En tant qu’enseignante, je mobilise ma casquette de chercheuse en sciences humaines et sociales, mais aussi ce bagage « militant » pour accompagner les étudiants dans leur réflexion sur les processus de projet. La démarche de projet est une démarche socialisée. On travaille les relations partenariales entre les différentes parties prenantes. Je fais beaucoup d’enseignement en séminaire, j’accompagne des mémoires de Master aussi, mais quand c’est du projet, j’organise des workshops où on travaille avec des collectivités qui cherchent à impliquer les habitants dans les projets. On forme les étudiants à travailler avec des communautés locales.

Avec les collectifs, on a travaillé le projet comme un espace démocratique où on débat et on discute de comment faire la ville, pas tant comme un résultat fini, mais un espace socialisé, suivant la tradition de penser l’espace public comme un espace de construction du bien commun.

APU : Vous avez accepté d’être le Grand Témoin de notre cursus de formation continue à la démarche de programmation urbaine, et nous vous en remercions ! Quel regard portez-vous sur la programmation urbaine en tant que chercheuse et universitaire ? Avez-vous des attentes de votre rôle de Grand Témoin ?

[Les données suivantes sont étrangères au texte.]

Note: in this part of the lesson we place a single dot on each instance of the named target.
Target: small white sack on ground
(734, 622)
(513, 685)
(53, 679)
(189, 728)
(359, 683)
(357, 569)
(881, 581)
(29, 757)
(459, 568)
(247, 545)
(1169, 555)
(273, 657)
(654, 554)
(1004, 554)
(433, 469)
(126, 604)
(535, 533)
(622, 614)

EM : D’abord, j’ai un intérêt particulier pour l’énonciation du projet de vie, et sa traduction pour la transformation des territoires. François Meunier, dans un de ses articles pour Métropolitiques, « La programmation urbaine, entre projet politique et projet urbain », écrit que l’enjeu de la programmation, c’est l’énonciation du projet de vie collectif. En tant que sociologue, je m’intéresse donc à la traduction de l’énonciation du projet de vie dans les transformations du territoire, dans la ligne des travaux développés par Jodelle Zetlaoui-Léger.

Contrairement à l’architecture traditionnelle, qui peine à prendre en compte le vernaculaire, l’association Didattica développe un rapport à la culture qui interroge le projet en fonction des cultures traditionnelles. Au sein de Didattica, je travaille sur le « récit » de territoire, un dispositif qui nous permet de mobiliser la tradition orale et l’éducation populaire. On s’appuie notamment sur la littérature orale, la musique, le cinéma, etc. On se pose la question de la place de la parole pour développer une pratique démocratique de l’architecture. On questionne comment on se raconte la manière dont le territoire va se transformer, ce qui est une véritable recherche opérationnelle. Pour structurer la méthodologie du « récit » de territoire, on puise dans l’anthropologie : une légende locale, des histoires, la religion, la manière dont on se représente la géographie des choses… et plus globalement l’imaginaire collectif qui se réinvente.

La pratique démocratique de l’architecture met en avant cette place de la parole et de l’échange au cœur de la démarche. Mais alors comment se raconte-t-on la transformation du territoire ? Comment invite-t-on les acteurs locaux à se la raconter ? Cette année de formation confrontera mon expérience professionnelle et me permettra d’apporter des réponses à cet ultime questionnement.